8. Il résulte des motifs exposés au point 4 que le préfet, en prenant l'arrêté attaqué, n'a pas porté au droit de Mme B au respect de sa vie privée et familiale une atteinte disproportionnée au regard des buts en vue desquels il a été pris. Par suite, les moyens tirés de la méconnaissance de l'article 8 de la convention européenne de sauvegarde des droits de l'homme et des libertés fondamentales et de l'article L. 423-23 du code de l'entrée et du séjour des étrangers et du droit d'asile doivent être écartés.
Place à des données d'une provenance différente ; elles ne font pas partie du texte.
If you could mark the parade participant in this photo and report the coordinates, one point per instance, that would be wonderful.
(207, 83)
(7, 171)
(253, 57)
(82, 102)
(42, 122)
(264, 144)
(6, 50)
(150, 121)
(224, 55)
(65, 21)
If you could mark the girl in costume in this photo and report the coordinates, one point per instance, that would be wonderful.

9. En dernier lieu, Mme B ne peut utilement soutenir que les décisions attaquées méconnaitraient la " circulaire Valls ", inopérante à l'appui de la contestation d'une décision portant refus de titre de séjour et de ses décisions subséquentes.
10. Il résulte de tout ce qui précède que la requête de Mme B doit être rejetée en toutes ses conclusions.
D E C I D E :
Article 1er : La requête de Mme B est rejetée.
Article 2 : Le présent jugement sera notifié à Mme A B et au préfet de la Seine-Saint-Denis.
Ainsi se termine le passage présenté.